Shih-Ching Yeh1, Pa-Chun Wang2, Yen-Po Hung1, Chia-Huang Chang3, Shuya Chen4, Mu-Chun Su1, Hsueh-Lin Chen5 1Department of Computer Science and Information Engineering, National Central University, Taoyuan, Taiwan

2 Department of otolaryngology, Cathay General Hospital, Taipei, Taiwan 3Outcomes Research Unit, Cathay Medical Research Institute, Taipei, Taiwan

4Department of Physical Therapy, China Medical University 5Industrial Technology Research Institute, ITRI

Abstract

Dizziness caused by peripheral vestibular nerve disease might lead to the imbalance of center of gravity, which in turn might affect the quality of daily life. Vestibular function rehabilitation exercise is thought to be able to improve the symptom of dizziness effectively. However, since rehabilitation process is boring, lacks of challenges and adaptive training contents and lacks of assessment method based on exercise analysis, the effectiveness of rehabilitation exercise is thus reduced.

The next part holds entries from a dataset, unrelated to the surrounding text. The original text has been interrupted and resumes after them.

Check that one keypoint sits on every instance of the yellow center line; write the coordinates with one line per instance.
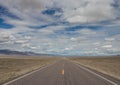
(63, 72)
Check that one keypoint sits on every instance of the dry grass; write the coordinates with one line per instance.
(109, 66)
(14, 66)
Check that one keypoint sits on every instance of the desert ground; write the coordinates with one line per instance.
(14, 66)
(106, 65)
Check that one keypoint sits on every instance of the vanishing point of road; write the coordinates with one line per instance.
(64, 72)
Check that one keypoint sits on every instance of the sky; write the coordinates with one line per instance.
(61, 27)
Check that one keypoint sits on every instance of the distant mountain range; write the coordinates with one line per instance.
(9, 52)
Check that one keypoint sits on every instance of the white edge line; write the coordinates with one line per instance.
(78, 64)
(28, 74)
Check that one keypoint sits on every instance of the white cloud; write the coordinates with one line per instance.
(47, 40)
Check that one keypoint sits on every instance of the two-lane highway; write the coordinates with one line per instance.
(63, 72)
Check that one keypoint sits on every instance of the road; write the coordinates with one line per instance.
(64, 72)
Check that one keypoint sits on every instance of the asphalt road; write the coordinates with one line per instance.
(64, 72)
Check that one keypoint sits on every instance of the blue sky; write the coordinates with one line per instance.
(62, 27)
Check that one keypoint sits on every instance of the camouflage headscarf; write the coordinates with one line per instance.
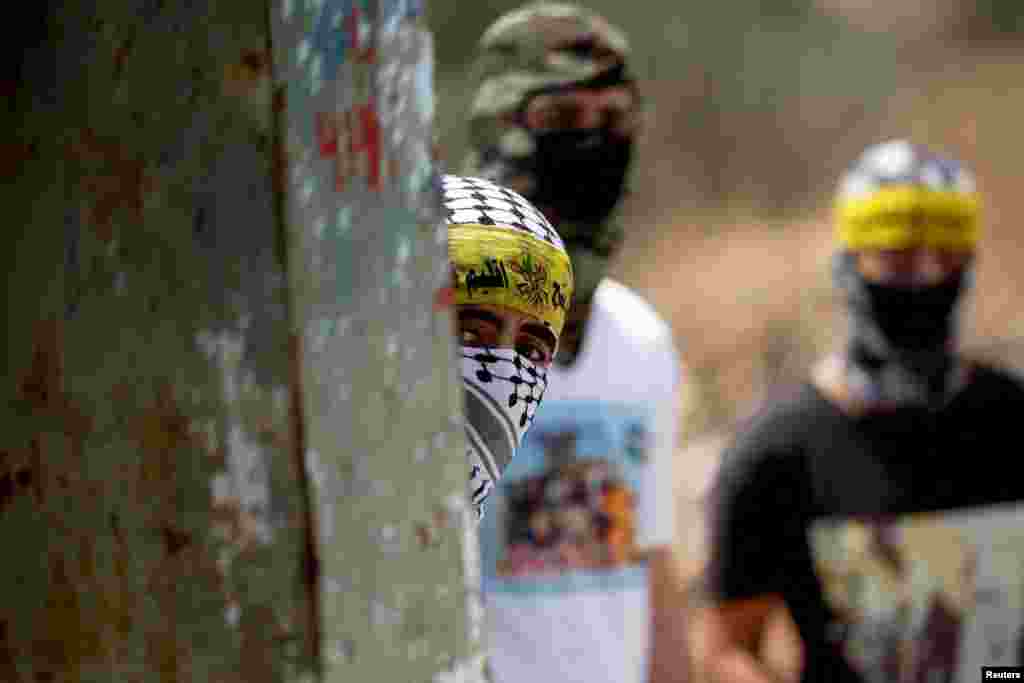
(540, 47)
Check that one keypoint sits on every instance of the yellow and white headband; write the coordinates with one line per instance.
(504, 252)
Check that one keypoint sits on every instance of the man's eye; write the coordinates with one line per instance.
(535, 350)
(477, 333)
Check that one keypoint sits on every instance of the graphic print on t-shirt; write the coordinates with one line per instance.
(563, 516)
(925, 597)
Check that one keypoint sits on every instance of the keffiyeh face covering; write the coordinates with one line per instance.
(502, 393)
(504, 253)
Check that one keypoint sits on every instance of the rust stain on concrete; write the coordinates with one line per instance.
(114, 179)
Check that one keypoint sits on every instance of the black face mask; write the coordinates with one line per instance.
(913, 318)
(580, 174)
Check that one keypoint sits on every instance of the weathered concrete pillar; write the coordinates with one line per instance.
(229, 446)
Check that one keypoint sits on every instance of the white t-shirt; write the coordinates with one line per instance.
(590, 487)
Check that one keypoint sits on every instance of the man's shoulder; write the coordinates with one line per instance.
(628, 313)
(782, 422)
(996, 379)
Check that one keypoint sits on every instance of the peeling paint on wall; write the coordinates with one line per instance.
(145, 472)
(369, 252)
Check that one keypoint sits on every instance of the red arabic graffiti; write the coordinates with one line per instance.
(352, 138)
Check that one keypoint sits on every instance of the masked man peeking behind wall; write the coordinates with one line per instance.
(513, 284)
(577, 554)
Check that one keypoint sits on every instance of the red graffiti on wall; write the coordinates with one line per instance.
(352, 138)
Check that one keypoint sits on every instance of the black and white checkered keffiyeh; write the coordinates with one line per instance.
(503, 391)
(479, 202)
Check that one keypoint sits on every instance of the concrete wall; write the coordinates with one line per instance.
(229, 446)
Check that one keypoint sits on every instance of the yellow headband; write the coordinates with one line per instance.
(903, 216)
(509, 267)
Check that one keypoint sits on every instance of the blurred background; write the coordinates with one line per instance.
(754, 108)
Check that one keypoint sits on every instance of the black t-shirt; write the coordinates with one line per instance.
(804, 460)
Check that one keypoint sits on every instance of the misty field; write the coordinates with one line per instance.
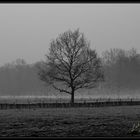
(69, 122)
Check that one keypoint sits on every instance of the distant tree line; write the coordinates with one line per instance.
(121, 70)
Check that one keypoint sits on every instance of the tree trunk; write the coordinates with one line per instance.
(72, 96)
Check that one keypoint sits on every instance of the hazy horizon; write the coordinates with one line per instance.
(27, 29)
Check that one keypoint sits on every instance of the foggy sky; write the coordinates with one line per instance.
(27, 29)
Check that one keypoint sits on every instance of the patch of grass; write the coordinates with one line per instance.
(69, 122)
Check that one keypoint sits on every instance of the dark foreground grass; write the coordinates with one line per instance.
(69, 122)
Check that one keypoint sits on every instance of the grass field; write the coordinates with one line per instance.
(69, 122)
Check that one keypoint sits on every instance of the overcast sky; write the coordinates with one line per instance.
(27, 29)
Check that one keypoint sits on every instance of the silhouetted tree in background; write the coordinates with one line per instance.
(122, 68)
(71, 62)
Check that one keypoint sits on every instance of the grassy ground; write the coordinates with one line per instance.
(69, 122)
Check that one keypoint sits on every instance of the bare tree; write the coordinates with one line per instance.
(71, 62)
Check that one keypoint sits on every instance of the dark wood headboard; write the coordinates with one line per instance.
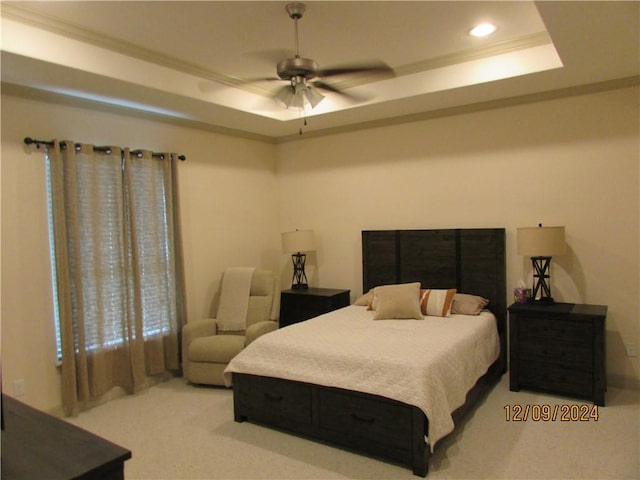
(470, 260)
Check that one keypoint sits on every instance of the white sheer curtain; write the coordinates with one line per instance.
(118, 267)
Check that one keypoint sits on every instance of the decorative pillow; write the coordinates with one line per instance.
(365, 300)
(437, 303)
(468, 304)
(397, 301)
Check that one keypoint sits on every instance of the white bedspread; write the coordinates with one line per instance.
(430, 363)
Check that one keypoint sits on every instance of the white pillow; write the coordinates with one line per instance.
(437, 303)
(399, 301)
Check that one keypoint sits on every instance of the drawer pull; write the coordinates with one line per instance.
(361, 419)
(273, 397)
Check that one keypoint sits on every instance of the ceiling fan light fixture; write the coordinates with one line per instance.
(483, 30)
(313, 96)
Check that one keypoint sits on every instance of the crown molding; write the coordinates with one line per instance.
(27, 16)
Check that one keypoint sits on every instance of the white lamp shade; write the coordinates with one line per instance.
(541, 241)
(298, 241)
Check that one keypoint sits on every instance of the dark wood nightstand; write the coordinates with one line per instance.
(299, 305)
(558, 348)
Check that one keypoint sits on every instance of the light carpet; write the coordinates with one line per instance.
(179, 431)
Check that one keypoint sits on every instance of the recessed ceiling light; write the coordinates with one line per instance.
(482, 30)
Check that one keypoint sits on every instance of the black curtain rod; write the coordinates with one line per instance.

In this research, Cawthorne-Cooksey vestibular rehabilitation training exercise in clinical use was modified as an innovative interactive rehabilitation training system in which stereo imagimg, interactive technology and game technology were applied. In this research, clinical test (17 subjects, 6 training sessions) has been successfully carried out, during the experimental process, the task performance data, the time-history of the deviation distribution of center of gravity and subjective feeling questionnaire survey data of the patient is completely measured and recorded. The experimental result has verified the functionalities of this system, in the mean time, through the task performance evaluation and the analysis of level of balance, the medical effect of this system in assisting the patient to perform dizziness rehabilitation training has been proved, and the clinical observation also shows that the patient has higher willingness and motive to use such new system to perform rehabilitation.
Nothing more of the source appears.